Enviada em 14/01/2021

O livro ‘‘A guerra que salvou minha vida’’ de Kimberly Bradley, aborda a história de Ada, uma garota que usa o contexto da Segunda Guerra Mundial para fugir de casa por um desastre ainda pior: a desestrutura que ela vivenciava em casa desde que nasceu e a ausência de um pai e uma mãe. Após encontrar um novo lar, Ada descobre um mundo novo por meio dos livros que seus novos criadores proporcionam, realidades que ela se quer pensava que existiria. Fora da história, esse contexto de ausência parental ainda é muito frequente na sociedade brasileira, fato que ocorre devido à negligência da família e a omissão do Estado.

Em primeiro plano, é necessário ressaltar a importância dos pais na formação intelectual e crítica dos filhos. Nesse sentido, segundo o folósofo Aristóteles o ser humano é um indíviduo social e político e portanto, carece do convívio em grupo. Seguindo essa perspectiva, são indispensáveis ações motivadoras por parte da família no que tange a educação e a moldagem do caráter, entretanto, a cultura do “Ensinar sem dar exemplo”, impregnada na sociedade, corrompe o que foi descrito pelo filósofo, o que acarreta na banalização da função familiar no processo educacional das crianças e jovens.

Paralelo a isso, há os interesses Governamentais em permanecer com os ideais arcaicos do Colonialismo Etilista. De acordo com o Darwinismo Social, o indivíduo é produto direto do meio em que vive, sendo transformado ao longo do tempo conforme suas necessidades. Dessa maneira, para perpetuar com os ideiais retrógrados que consistem em formar pessoas com pensamentos rudimentares e, consequentemente, vuneráveis, o Estado não influencia a participação da família na construção do aprendizado. Esse panorama suscita a Inércia em massa, ou seja, pessoas que por não terem noção da realidade em que vivem, pouco agem para mudá-las na presença de injustiças.
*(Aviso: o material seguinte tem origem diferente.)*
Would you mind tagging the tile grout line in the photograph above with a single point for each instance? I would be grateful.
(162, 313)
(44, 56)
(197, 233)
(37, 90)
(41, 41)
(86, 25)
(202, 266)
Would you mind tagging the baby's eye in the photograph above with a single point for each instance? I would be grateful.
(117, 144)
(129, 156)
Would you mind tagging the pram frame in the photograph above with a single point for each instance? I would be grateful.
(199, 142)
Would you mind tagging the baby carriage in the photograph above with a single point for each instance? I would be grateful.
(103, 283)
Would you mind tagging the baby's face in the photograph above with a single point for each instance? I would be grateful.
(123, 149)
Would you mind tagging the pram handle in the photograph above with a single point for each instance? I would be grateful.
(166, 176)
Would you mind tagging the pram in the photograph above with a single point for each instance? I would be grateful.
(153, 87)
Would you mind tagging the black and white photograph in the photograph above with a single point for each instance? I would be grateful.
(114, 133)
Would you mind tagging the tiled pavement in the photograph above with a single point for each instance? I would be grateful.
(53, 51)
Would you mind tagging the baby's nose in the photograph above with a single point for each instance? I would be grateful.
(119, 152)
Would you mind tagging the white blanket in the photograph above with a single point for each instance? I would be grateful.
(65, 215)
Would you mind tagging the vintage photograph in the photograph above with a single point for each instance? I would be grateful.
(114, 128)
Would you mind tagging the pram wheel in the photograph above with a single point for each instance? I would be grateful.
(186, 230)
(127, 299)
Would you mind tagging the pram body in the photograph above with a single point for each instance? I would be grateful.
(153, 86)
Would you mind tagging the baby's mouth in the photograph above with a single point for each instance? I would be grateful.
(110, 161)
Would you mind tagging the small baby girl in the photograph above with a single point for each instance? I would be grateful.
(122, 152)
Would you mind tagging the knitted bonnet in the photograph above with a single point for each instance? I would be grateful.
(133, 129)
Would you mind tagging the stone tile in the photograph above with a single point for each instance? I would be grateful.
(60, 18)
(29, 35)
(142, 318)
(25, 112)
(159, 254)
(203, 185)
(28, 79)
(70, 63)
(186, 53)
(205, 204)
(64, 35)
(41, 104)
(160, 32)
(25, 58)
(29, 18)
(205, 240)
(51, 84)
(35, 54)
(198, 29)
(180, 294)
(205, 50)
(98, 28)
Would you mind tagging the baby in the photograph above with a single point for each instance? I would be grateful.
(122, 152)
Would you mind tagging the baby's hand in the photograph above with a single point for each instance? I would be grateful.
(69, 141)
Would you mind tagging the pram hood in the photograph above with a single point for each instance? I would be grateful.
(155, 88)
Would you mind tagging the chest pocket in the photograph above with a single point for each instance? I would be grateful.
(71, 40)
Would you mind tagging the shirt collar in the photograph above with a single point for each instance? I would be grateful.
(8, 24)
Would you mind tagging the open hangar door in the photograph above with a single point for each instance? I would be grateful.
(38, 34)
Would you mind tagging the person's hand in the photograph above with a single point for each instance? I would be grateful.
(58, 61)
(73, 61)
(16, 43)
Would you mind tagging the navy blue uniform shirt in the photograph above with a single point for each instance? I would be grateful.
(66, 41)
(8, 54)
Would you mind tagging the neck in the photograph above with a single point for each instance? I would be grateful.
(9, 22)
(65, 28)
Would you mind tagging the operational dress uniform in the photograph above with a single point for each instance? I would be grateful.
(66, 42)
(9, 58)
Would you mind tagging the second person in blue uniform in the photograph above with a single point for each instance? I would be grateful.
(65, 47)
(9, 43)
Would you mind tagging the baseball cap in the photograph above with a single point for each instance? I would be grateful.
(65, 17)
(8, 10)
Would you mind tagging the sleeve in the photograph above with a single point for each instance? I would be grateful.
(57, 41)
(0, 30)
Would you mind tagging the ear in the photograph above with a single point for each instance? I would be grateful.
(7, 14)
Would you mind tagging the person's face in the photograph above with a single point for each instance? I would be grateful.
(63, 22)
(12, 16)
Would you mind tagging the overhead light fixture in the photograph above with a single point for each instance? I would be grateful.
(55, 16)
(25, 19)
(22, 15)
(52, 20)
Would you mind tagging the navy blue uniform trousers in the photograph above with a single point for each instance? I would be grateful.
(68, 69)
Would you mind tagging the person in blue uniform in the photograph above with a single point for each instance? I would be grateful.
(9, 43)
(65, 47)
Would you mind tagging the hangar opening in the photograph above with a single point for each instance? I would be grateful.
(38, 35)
Logo, é dever do Governo e da mídia promover a literacia familiar. Dessa forma, cabe ao Ministério da Educação e as grandes redes televisivas esclarecer a necessidade da participação do corpo parental no processo educacional por meio de campanhas e novelas - que dever ser disponibilizadas em plataformas de ‘‘streaming’’ e redes sociais - que retratem as diferenças que há quando o processo de ensino é feito de forma ativa e exemplificada pelos pais, e quando as crianças são apenas cobradas e não motivadas. Por intermédio de tais atos, haverá a formação de indivíduos autonomos que lutam contra a perpetuação de Ideiais Elitista, como foi descrito pelo Darwinismo Social.